Ask HN: What strong belief of yours has changed since the pandemic started? - tarr11
======
hasana
I live in Toronto, which has been a super hot real estate market for the last
decade. I was almost certain that prices would tank in the next financial
crisis. Was in the market to buy for 18 months. Bought my first property early
2020. When covid hit, I was certain I bought at the peak, and that I was in
for the biggest financial hit of my life. Turns out the federal government and
big banks would bail out land owners at _any_ cost, through emergency relief
money and mortgage payment deferrals. The real estate market is now booming
again with almost everything listed receiving multiple offers.

------
runjake
\- Any faith I had in the US federal government has completely crumbled.

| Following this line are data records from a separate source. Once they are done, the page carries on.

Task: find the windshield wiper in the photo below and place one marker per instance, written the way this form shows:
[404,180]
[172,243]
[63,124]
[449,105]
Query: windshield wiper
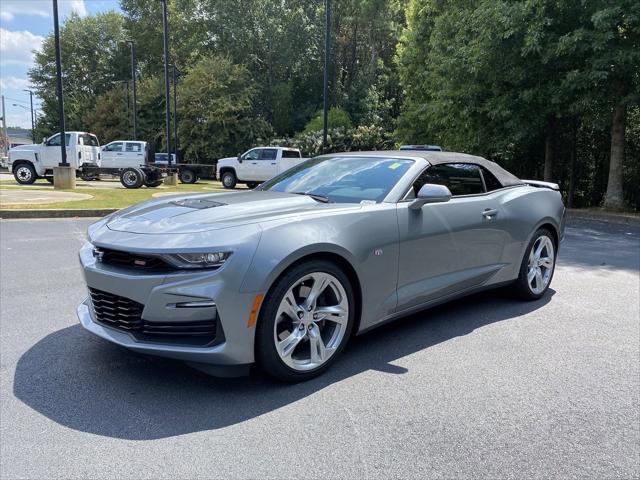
[319,198]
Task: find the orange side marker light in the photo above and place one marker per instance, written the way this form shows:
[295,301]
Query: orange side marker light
[254,310]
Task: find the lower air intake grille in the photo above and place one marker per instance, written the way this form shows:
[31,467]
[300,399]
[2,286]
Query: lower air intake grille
[125,315]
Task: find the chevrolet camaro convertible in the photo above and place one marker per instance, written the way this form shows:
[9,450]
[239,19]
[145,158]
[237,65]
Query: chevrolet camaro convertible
[282,276]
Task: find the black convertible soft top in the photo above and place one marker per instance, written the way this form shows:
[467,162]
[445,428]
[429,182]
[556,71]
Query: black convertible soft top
[435,158]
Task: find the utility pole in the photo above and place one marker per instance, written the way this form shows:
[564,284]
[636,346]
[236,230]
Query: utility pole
[175,110]
[56,32]
[4,129]
[327,55]
[165,28]
[33,124]
[133,80]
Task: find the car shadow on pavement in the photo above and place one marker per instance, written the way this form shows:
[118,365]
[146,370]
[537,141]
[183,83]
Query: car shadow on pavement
[87,384]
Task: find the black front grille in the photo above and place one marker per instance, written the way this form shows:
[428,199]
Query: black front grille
[130,260]
[125,315]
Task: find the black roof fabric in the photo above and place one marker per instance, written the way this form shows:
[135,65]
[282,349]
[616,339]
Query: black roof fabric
[436,158]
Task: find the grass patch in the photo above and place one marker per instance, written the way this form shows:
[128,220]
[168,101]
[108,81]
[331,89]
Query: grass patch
[110,197]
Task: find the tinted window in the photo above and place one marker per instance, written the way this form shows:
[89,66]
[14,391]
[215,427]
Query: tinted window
[114,147]
[269,154]
[342,179]
[460,178]
[252,154]
[133,147]
[90,140]
[55,140]
[490,181]
[290,154]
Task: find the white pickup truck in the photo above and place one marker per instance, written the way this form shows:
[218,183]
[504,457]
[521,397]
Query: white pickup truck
[30,162]
[257,165]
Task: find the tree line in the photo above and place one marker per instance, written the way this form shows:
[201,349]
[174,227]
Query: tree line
[549,89]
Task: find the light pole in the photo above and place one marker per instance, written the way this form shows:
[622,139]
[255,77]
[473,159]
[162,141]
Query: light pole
[133,80]
[33,121]
[56,32]
[175,72]
[325,87]
[165,29]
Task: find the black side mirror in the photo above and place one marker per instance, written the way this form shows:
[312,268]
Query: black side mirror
[430,193]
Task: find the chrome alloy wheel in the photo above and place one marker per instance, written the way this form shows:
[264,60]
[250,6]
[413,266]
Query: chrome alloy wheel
[311,321]
[541,263]
[130,178]
[23,173]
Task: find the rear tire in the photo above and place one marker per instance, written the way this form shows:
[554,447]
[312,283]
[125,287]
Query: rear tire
[299,335]
[188,176]
[132,178]
[25,174]
[537,267]
[229,180]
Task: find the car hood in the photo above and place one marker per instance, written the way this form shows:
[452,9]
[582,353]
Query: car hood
[203,212]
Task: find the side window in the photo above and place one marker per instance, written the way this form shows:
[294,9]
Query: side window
[253,154]
[55,140]
[133,147]
[490,181]
[114,147]
[460,178]
[269,154]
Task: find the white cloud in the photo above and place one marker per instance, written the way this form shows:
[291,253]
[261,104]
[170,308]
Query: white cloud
[9,9]
[77,6]
[15,83]
[16,47]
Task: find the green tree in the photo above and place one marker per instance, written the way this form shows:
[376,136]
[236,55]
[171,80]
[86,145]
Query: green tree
[215,110]
[94,58]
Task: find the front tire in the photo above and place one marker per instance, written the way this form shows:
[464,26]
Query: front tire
[25,174]
[305,321]
[537,267]
[188,176]
[229,180]
[132,178]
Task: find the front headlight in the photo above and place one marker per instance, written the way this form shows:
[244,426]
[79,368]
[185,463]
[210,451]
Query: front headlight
[198,260]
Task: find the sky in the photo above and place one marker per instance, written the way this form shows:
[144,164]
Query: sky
[23,26]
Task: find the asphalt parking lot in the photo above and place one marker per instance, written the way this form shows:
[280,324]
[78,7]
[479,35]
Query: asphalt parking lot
[486,387]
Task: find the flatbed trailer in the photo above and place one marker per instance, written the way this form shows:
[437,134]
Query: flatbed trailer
[148,175]
[191,172]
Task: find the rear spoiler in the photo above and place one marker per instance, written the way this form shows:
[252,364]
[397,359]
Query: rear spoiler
[539,184]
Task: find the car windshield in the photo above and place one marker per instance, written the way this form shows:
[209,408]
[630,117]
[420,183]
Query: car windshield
[342,179]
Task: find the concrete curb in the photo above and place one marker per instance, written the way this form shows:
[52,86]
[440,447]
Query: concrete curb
[56,212]
[609,217]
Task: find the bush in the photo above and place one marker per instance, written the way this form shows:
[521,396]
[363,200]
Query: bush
[338,118]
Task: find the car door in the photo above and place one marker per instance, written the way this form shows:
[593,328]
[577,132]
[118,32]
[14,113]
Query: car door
[112,155]
[446,248]
[133,154]
[266,167]
[51,152]
[246,169]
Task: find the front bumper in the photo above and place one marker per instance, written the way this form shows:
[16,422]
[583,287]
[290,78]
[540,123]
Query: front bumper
[158,293]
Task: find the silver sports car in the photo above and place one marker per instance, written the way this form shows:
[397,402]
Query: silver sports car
[283,275]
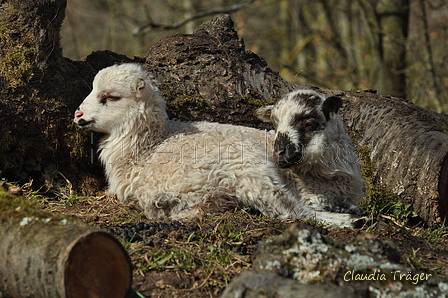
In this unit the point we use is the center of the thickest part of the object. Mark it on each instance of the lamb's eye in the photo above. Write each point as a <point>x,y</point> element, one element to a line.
<point>113,98</point>
<point>309,125</point>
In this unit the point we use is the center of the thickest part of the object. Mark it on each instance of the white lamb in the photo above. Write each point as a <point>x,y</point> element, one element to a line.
<point>315,153</point>
<point>178,170</point>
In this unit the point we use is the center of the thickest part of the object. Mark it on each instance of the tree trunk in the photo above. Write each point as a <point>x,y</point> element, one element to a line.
<point>42,255</point>
<point>393,18</point>
<point>207,75</point>
<point>408,144</point>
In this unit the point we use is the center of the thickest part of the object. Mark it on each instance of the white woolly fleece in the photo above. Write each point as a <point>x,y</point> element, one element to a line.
<point>171,168</point>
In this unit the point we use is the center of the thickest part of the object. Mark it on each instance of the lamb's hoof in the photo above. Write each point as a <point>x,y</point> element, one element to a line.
<point>360,222</point>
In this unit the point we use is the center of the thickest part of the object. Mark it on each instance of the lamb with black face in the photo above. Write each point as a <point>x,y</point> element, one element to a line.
<point>300,120</point>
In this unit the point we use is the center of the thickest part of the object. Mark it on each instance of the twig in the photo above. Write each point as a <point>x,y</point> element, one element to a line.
<point>222,10</point>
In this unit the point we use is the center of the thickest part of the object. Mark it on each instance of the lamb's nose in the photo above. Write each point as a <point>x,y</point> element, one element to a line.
<point>78,116</point>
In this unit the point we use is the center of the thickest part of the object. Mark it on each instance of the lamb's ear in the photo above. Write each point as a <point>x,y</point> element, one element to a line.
<point>264,113</point>
<point>138,86</point>
<point>331,106</point>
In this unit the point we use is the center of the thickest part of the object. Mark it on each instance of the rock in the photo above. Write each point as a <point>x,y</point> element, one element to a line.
<point>303,262</point>
<point>253,284</point>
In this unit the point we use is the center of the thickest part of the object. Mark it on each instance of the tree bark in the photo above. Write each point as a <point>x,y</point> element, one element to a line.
<point>207,75</point>
<point>42,255</point>
<point>408,144</point>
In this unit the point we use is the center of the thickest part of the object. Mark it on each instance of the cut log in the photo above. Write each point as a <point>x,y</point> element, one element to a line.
<point>42,255</point>
<point>207,75</point>
<point>409,146</point>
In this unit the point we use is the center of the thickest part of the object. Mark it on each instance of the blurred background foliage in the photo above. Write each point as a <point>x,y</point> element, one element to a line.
<point>398,47</point>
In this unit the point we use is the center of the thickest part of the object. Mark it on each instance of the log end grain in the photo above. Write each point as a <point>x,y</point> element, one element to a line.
<point>97,266</point>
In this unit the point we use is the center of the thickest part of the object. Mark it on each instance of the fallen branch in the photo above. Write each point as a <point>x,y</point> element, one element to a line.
<point>43,255</point>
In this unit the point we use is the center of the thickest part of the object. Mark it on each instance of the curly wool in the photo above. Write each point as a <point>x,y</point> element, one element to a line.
<point>174,169</point>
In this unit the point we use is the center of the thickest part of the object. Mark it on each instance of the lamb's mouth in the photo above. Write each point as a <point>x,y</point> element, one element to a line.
<point>290,161</point>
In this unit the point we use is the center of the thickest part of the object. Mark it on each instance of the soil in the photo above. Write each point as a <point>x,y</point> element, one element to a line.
<point>198,259</point>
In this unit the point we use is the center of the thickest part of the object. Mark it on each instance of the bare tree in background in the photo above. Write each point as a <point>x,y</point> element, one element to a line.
<point>395,46</point>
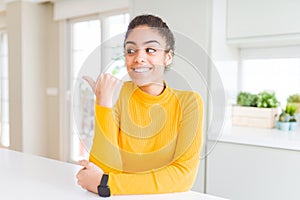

\- Much faith in state government has crumbled.

\- The notion that facts, evidence, and science will ultimately win out with
the American people. People seem to be largely-meme and social media driven --
on both sides of the political aisle. You could utilize such propaganda to
reverse their views in a matter of hours.

\- The notion that the American people will hold strong to their beliefs.
Which is not true in the least. They are easily swayed. Again, this is on both
sides of the political aisle.

Eg. right-wing-leaning preppers stocking gas masks and N95 masks for a
theoretical pandemic and then not wearing them for an actual pandemic because
"fake news".

\- And something positive? At the local level, Americans seem to be rising to
the occasion and helping each other out. There's not much dead weight.

------
sclo2
School choice and school vouchers.

It's a moral right: parents (and children) should have the option to choose
where they want to go to school, and the funding should follow the child. Now,
if you want schools to reopen, you just send your child to one that is
reopening. If you want to be cautious, you send your child to an online school
or homeschool them with the help of the funding and online educational
programs.

------
softwaredoug
That despite Trump making noise, the US Federal govt would at still kick in
and do it’s thing in an emergency. That confidence has been deeply shaken, and
it’s hard to have faith in the US as a stable country moving forward.

------
giantg2
I don't think any of my beliefs have changed.